While this study had several strengths, notably the inclusion of data from two sites in Kenya with widely differing underlying malaria endemicity, there were also some weaknesses. Malaria over-treatment was only evaluated in relation to patients’ demographic and their clinical symptoms. Other factors such as clinicians’ level of training, number of clinical staff and patient load, patients’ expectations, diagnostic laboratory capacity, and regular supervision and public health promotional activities also likely affect clinicians’ malaria diagnosis and treatment decisions.

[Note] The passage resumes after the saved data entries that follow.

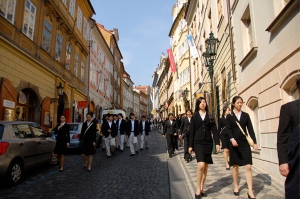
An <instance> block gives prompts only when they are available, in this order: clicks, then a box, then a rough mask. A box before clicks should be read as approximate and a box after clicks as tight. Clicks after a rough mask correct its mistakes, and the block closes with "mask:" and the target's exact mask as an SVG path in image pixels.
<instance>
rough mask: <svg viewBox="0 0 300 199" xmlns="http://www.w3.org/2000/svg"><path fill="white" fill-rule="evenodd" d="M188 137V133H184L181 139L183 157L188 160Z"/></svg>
mask: <svg viewBox="0 0 300 199" xmlns="http://www.w3.org/2000/svg"><path fill="white" fill-rule="evenodd" d="M189 139H190V135H189V134H185V135H184V137H183V141H184V159H185V160H188V159H189V158H190V157H191V154H189Z"/></svg>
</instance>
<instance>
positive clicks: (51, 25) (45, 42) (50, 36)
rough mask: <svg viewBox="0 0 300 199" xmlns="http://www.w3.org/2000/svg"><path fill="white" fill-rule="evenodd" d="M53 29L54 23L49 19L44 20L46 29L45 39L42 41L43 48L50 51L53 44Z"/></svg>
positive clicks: (45, 19)
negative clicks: (52, 31) (52, 39)
mask: <svg viewBox="0 0 300 199" xmlns="http://www.w3.org/2000/svg"><path fill="white" fill-rule="evenodd" d="M51 30H52V25H51V24H50V23H49V21H48V20H46V19H45V20H44V31H43V41H42V48H43V49H44V50H45V51H46V52H47V53H50V46H51Z"/></svg>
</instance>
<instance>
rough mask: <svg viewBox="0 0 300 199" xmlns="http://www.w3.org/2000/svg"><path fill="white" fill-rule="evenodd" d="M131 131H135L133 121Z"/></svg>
mask: <svg viewBox="0 0 300 199" xmlns="http://www.w3.org/2000/svg"><path fill="white" fill-rule="evenodd" d="M131 131H134V120H131Z"/></svg>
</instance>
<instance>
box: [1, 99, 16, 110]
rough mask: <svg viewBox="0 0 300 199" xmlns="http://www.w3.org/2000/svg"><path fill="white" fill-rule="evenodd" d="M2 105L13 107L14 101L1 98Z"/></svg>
mask: <svg viewBox="0 0 300 199" xmlns="http://www.w3.org/2000/svg"><path fill="white" fill-rule="evenodd" d="M3 106H4V107H8V108H15V102H13V101H9V100H3Z"/></svg>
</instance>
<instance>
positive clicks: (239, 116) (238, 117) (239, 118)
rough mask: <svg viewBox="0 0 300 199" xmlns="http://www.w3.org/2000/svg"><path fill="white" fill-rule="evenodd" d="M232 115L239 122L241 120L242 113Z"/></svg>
mask: <svg viewBox="0 0 300 199" xmlns="http://www.w3.org/2000/svg"><path fill="white" fill-rule="evenodd" d="M233 112H234V111H233ZM234 114H235V116H236V117H237V118H238V120H239V121H240V120H241V115H242V111H240V112H239V113H236V112H234Z"/></svg>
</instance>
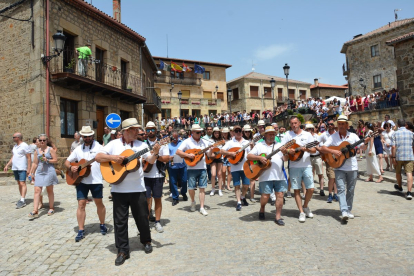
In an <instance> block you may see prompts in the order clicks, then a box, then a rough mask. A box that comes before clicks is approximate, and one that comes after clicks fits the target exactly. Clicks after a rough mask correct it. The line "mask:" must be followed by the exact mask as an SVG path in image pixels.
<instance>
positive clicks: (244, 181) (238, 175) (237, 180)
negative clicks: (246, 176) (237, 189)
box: [231, 171, 250, 186]
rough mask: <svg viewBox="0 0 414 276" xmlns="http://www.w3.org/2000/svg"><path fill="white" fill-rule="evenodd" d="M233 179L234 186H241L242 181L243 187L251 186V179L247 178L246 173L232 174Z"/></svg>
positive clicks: (234, 173)
mask: <svg viewBox="0 0 414 276" xmlns="http://www.w3.org/2000/svg"><path fill="white" fill-rule="evenodd" d="M231 177H232V178H233V186H240V179H241V181H242V182H243V185H250V179H248V178H247V177H246V175H245V174H244V171H237V172H232V173H231Z"/></svg>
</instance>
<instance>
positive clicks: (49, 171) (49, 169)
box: [29, 134, 58, 219]
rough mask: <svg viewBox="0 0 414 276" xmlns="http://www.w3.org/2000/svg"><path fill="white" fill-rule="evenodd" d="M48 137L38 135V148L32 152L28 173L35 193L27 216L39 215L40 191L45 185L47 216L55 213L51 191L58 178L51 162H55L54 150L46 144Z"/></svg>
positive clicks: (47, 139)
mask: <svg viewBox="0 0 414 276" xmlns="http://www.w3.org/2000/svg"><path fill="white" fill-rule="evenodd" d="M47 142H48V138H47V136H46V134H41V135H39V144H40V146H39V148H38V149H37V150H36V154H34V160H33V165H32V168H31V173H30V175H31V176H32V177H33V178H34V179H35V193H34V199H33V211H32V212H31V213H30V214H29V218H31V219H35V218H37V217H39V210H38V207H39V201H40V196H41V193H42V188H43V187H46V190H47V194H48V197H49V211H48V212H47V215H48V216H51V215H53V214H54V213H55V210H54V207H53V205H54V201H55V196H54V193H53V185H56V184H57V183H58V179H57V176H56V172H55V167H54V166H53V164H55V163H57V154H56V150H54V149H53V148H52V147H49V146H48V145H47Z"/></svg>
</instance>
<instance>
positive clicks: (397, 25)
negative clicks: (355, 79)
mask: <svg viewBox="0 0 414 276" xmlns="http://www.w3.org/2000/svg"><path fill="white" fill-rule="evenodd" d="M411 22H414V18H408V19H402V20H397V21H394V22H389V23H388V24H387V25H384V26H382V27H381V28H378V29H376V30H373V31H371V32H368V33H366V34H364V35H361V36H358V37H356V38H354V39H351V40H349V41H347V42H345V43H344V45H343V46H342V49H341V53H345V52H346V48H347V47H348V46H349V45H351V44H353V43H354V42H356V41H360V40H362V39H364V38H367V37H370V36H372V35H374V34H379V33H382V32H385V31H389V30H391V29H394V28H397V27H400V26H403V25H405V24H409V23H411Z"/></svg>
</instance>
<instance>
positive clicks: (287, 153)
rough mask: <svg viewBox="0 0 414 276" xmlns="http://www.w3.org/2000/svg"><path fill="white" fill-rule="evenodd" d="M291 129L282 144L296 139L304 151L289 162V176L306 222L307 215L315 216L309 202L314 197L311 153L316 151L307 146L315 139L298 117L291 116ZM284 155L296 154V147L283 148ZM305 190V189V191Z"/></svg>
mask: <svg viewBox="0 0 414 276" xmlns="http://www.w3.org/2000/svg"><path fill="white" fill-rule="evenodd" d="M289 124H290V129H291V130H290V131H288V132H286V134H285V137H283V140H282V145H284V144H286V143H287V142H289V141H291V140H292V139H295V140H296V144H298V145H299V146H301V148H300V150H301V151H303V152H304V154H303V157H302V158H301V159H299V160H297V161H290V162H289V177H290V182H291V185H292V188H293V190H294V193H295V200H296V205H297V206H298V209H299V211H300V214H299V221H300V222H305V220H306V217H308V218H313V214H312V212H311V210H310V209H309V207H308V203H309V201H310V200H311V198H312V195H313V190H314V184H313V174H312V165H311V161H310V153H315V152H316V149H315V148H306V147H304V146H305V145H306V144H308V143H311V142H314V141H315V139H314V138H313V137H312V135H311V134H310V133H309V132H306V131H304V130H302V129H300V121H299V119H298V117H296V116H292V117H290V121H289ZM282 152H283V154H284V155H286V156H287V155H289V154H291V155H294V154H295V150H294V149H282ZM302 181H303V182H304V184H305V188H306V194H305V202H304V204H303V207H302V198H301V196H300V188H301V186H302ZM304 192H305V191H304Z"/></svg>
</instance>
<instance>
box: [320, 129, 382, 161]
mask: <svg viewBox="0 0 414 276" xmlns="http://www.w3.org/2000/svg"><path fill="white" fill-rule="evenodd" d="M378 135H379V133H378V131H374V132H373V133H371V134H369V135H367V136H365V137H364V138H362V139H361V140H359V141H357V142H355V143H353V144H350V143H349V142H347V141H343V142H342V143H341V144H340V145H339V146H329V147H328V149H332V150H339V151H340V152H341V153H342V154H341V155H340V156H336V155H334V154H332V153H325V154H323V160H325V161H326V163H328V164H329V166H331V167H332V168H334V169H338V168H340V167H342V166H343V165H344V163H345V162H346V160H347V159H349V158H351V157H354V156H355V155H356V149H355V147H356V146H358V145H359V144H362V143H364V142H365V140H367V139H369V138H371V137H376V136H378Z"/></svg>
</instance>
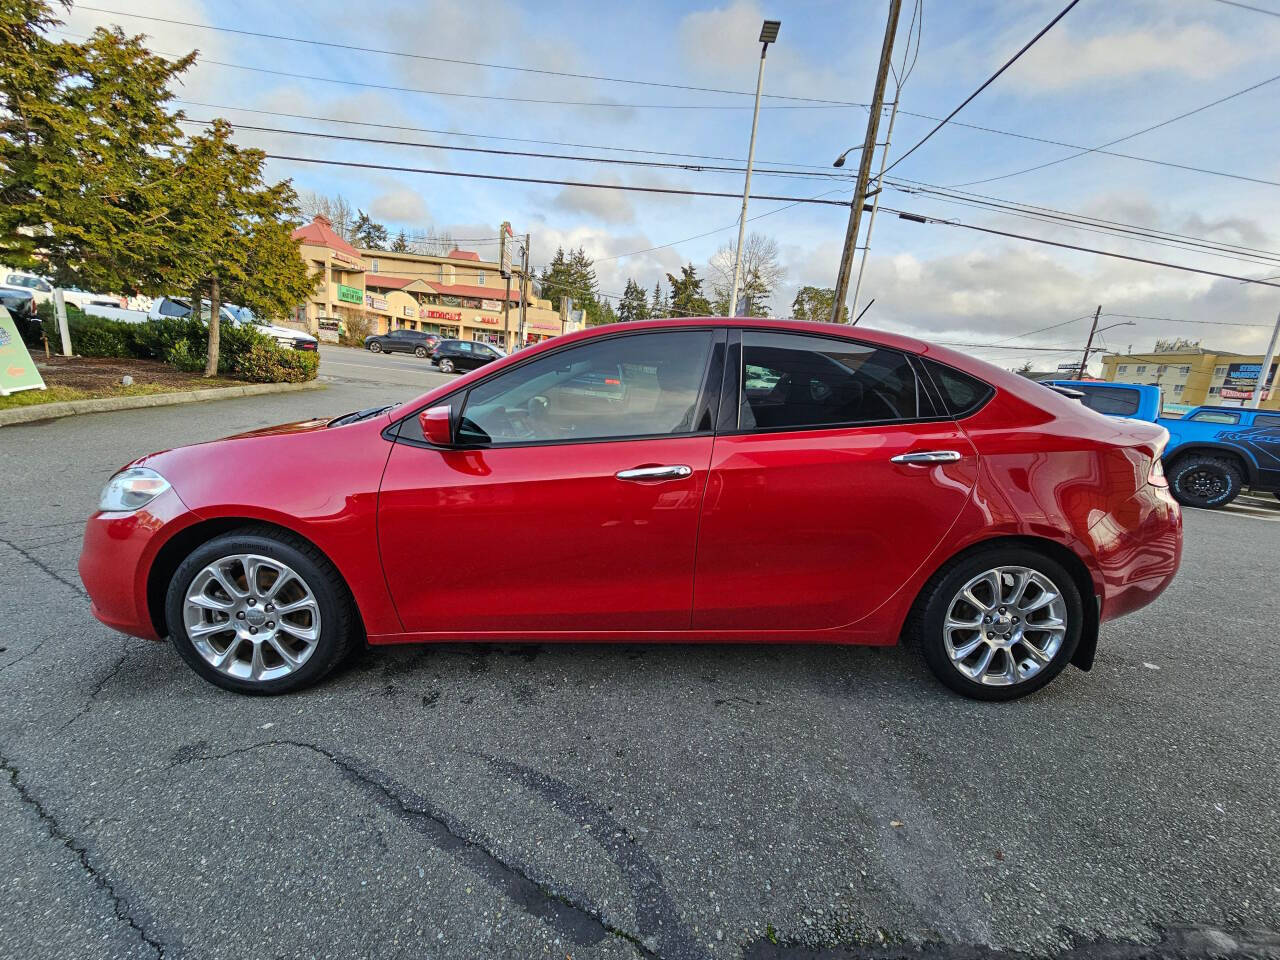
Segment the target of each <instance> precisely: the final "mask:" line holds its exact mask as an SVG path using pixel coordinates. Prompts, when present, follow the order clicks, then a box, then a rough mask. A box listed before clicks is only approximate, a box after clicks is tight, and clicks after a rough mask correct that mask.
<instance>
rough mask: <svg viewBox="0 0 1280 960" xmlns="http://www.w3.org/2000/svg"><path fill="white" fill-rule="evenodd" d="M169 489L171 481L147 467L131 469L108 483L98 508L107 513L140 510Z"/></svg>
mask: <svg viewBox="0 0 1280 960" xmlns="http://www.w3.org/2000/svg"><path fill="white" fill-rule="evenodd" d="M168 489H169V481H168V480H165V479H164V477H163V476H160V475H159V474H157V472H156V471H154V470H147V468H146V467H129V468H128V470H122V471H120V472H119V474H116V475H115V476H113V477H111V479H110V480H108V481H106V486H104V488H102V497H101V498H100V499H99V502H97V508H99V509H105V511H122V509H123V511H129V509H140V508H141V507H146V506H147V504H148V503H151V500H154V499H155V498H156V497H159V495H160V494H163V493H164V492H165V490H168Z"/></svg>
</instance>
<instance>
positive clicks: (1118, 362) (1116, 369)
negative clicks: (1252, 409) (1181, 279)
mask: <svg viewBox="0 0 1280 960" xmlns="http://www.w3.org/2000/svg"><path fill="white" fill-rule="evenodd" d="M1277 366H1280V362H1272V364H1271V376H1270V378H1267V383H1268V389H1266V390H1263V393H1262V404H1261V406H1262V407H1263V408H1266V410H1277V408H1280V390H1277V389H1276V367H1277ZM1261 367H1262V357H1261V356H1260V355H1257V353H1252V355H1251V353H1233V352H1230V351H1215V349H1206V348H1203V347H1201V346H1199V344H1198V343H1188V342H1187V340H1170V342H1160V340H1157V343H1156V349H1155V351H1152V352H1151V353H1108V355H1106V356H1103V357H1102V379H1103V380H1112V381H1117V383H1138V384H1151V385H1155V387H1160V388H1161V392H1162V393H1164V399H1165V407H1166V408H1172V410H1178V408H1179V407H1181V408H1189V407H1197V406H1199V404H1202V403H1221V404H1226V406H1243V404H1245V403H1247V402H1248V401H1249V399H1251V398H1252V397H1253V389H1254V387H1256V384H1257V381H1258V370H1260V369H1261Z"/></svg>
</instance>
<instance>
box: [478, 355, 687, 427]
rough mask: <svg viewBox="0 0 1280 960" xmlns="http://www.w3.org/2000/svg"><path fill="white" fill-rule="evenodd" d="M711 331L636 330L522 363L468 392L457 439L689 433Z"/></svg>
mask: <svg viewBox="0 0 1280 960" xmlns="http://www.w3.org/2000/svg"><path fill="white" fill-rule="evenodd" d="M710 343H712V334H710V333H707V332H703V330H680V332H672V333H652V334H637V335H630V337H614V338H611V339H607V340H596V342H594V343H586V344H582V346H581V347H571V348H568V349H564V351H559V352H557V353H552V355H549V356H545V357H539V358H538V360H532V361H530V362H529V364H524V365H521V366H518V367H516V369H515V370H511V371H508V372H504V374H500V375H498V376H495V378H494V379H492V380H488V381H485V383H483V384H480V385H479V387H476V388H475V389H472V390H471V392H470V393H468V394H467V399H466V406H465V407H463V410H462V420H461V424H460V426H458V439H460V440H461V442H462V443H495V444H498V443H536V442H544V440H595V439H607V438H617V436H655V435H666V434H681V433H691V431H692V430H694V422H692V421H694V411H695V408H696V404H698V393H699V389H700V387H701V383H703V375H704V372H705V370H707V357H708V353H709V351H710Z"/></svg>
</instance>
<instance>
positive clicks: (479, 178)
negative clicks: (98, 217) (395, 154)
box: [265, 154, 849, 206]
mask: <svg viewBox="0 0 1280 960" xmlns="http://www.w3.org/2000/svg"><path fill="white" fill-rule="evenodd" d="M265 156H268V157H270V159H273V160H288V161H291V163H298V164H324V165H328V166H355V168H358V169H365V170H394V172H397V173H421V174H430V175H434V177H462V178H465V179H474V180H507V182H509V183H543V184H550V186H558V187H588V188H591V189H621V191H628V192H634V193H671V195H677V196H689V197H735V198H736V197H740V196H741V195H740V193H727V192H724V191H707V189H677V188H675V187H639V186H632V184H622V183H591V182H590V180H557V179H550V178H544V177H509V175H506V174H495V173H470V172H466V170H435V169H430V168H425V166H398V165H394V164H367V163H358V161H356V160H326V159H321V157H315V156H287V155H283V154H265ZM751 200H782V201H791V202H794V204H823V205H827V206H849V204H847V202H846V201H844V200H819V198H817V197H778V196H771V195H767V193H753V195H751Z"/></svg>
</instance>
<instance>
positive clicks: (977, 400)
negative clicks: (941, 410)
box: [924, 360, 995, 417]
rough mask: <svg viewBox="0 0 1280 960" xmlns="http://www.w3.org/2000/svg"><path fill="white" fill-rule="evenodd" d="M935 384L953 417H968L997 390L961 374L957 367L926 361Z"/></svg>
mask: <svg viewBox="0 0 1280 960" xmlns="http://www.w3.org/2000/svg"><path fill="white" fill-rule="evenodd" d="M924 364H925V366H927V367H928V369H929V375H931V376H932V378H933V383H934V384H937V388H938V389H940V390H941V392H942V399H943V402H945V403H946V404H947V407H948V408H950V411H951V416H957V417H963V416H968V415H969V413H973V412H974V411H975V410H977V408H978V407H980V406H982V404H983V403H986V402H987V399H988V398H989V397H991V394H992V393H995V390H992V388H991V384H986V383H983V381H982V380H979V379H978V378H975V376H969V374H961V372H960V371H959V370H956V369H955V367H950V366H947V365H946V364H940V362H937V361H936V360H925V361H924Z"/></svg>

Lastly, although the inclusion of only children with fever ≥37.5°C was intended to enhance the clinical yield of microbiologic investigations, this may limit the generalizability.


Febrile patients, particularly those with signs of more severe illness in areas of high malaria transmission, continue to be treated with anti-malarials despite negative laboratory tests, against current WHO “test-treat” policy. This may result in missed opportunities to accurately diagnose and treat alternative causes of fever. There is need for the strengthened training in fever case management, supervision, monitoring and evaluation of malaria treatment practices by clinicians in order to ensure adherence to malaria test results, particularly in areas of high malaria endemicity.